Caracas, May 30, 2017 (venezuelanalysis.com) – Venezuela’s opposition-controlled National Assembly has threatened not to pay US $2.8 billion in PDVSA bonds purchased by Goldman Sachs through a third party broker this week.
On Sunday, The Wall Street Journal revealed that the New York-based investment bank had paid US $865 million for Venezuelan state oil company bonds maturing in 2022, amounting to around 31 cents on the dollar.
The move has been roundly condemned by the Venezuelan opposition, which has accused Goldman of throwing a “financial lifeline” to a Maduro government besieged by two months of violent anti-government protests that have cost 68 lives to date.
In a public letter to Goldman CEO Lloyd Blankfein, National Assembly (AN) President Julio Borges threatened the top-tier financial firm with non-payment.

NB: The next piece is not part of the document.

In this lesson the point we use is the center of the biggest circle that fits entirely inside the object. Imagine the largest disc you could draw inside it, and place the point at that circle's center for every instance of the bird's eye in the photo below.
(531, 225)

"Given the irregular nature of this transaction and the absurd financial terms involved that are to the detriment of Venezuela and its people, the National Assembly will soon launch an investigation into the matter. I also intend to recommend to any future democratic government of Venezuela not to recognize or pay on these bonds," he wrote.
However, in an emailed statement Monday, Goldman Sachs rebuffed the criticism, insisting that the political and economic situation in Venezuela will “improve over time”.

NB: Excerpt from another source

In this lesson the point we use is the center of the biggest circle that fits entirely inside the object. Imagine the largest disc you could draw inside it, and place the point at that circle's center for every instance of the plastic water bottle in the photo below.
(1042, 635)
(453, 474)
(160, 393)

"We recognize that the situation is complex and evolving and that Venezuela is in crisis. We agree that life there has to get better, and we made the investment in part because we believe it will,” the Wall Street bank affirmed.
The AN head’s threats against Goldman Sachs are the latest in an opposition campaign to deter international financial institutions from lending to the cash-strapped Maduro administration amid a severe economic crisis triggered by the collapse of global oil prices.
Last month, it was revealed that Borges had written over a dozen letters to major banks warning them not to do business with the government, which he calls a “dictatorship”, notwithstanding Maduro’s democratic mandate.
The AN under Borges has likewise refused to authorize efforts by the government to refinance its sizable foreign debt in order to guarantee vital imports.
The parliament’s intransigence prompted a highly controversial Supreme Court decision in late March that temporarily authorized the judiciary to assume certain legislative functions, including approving a joint venture agreement with Russian state oil giant Rosneft in exchange for bilateral loans.
Though immediately reversed, the ruling sparked anti-government protests, which opposition leaders have vowed to continue until all their demands are met, including bringing forward presidential elections slated for next year.
The deal with Goldman provides a desperately needed boost to Venezuela’s shrinking international reserves, which had fallen to US $10 billion amid stagnant global crude prices.
The agreement comes on the heels of a successful bond swap last October that saw PDVSA exchange $2.8 billion in bonds maturing in 2017 for $3.4 billion due in 2020 in a bid to avoid default.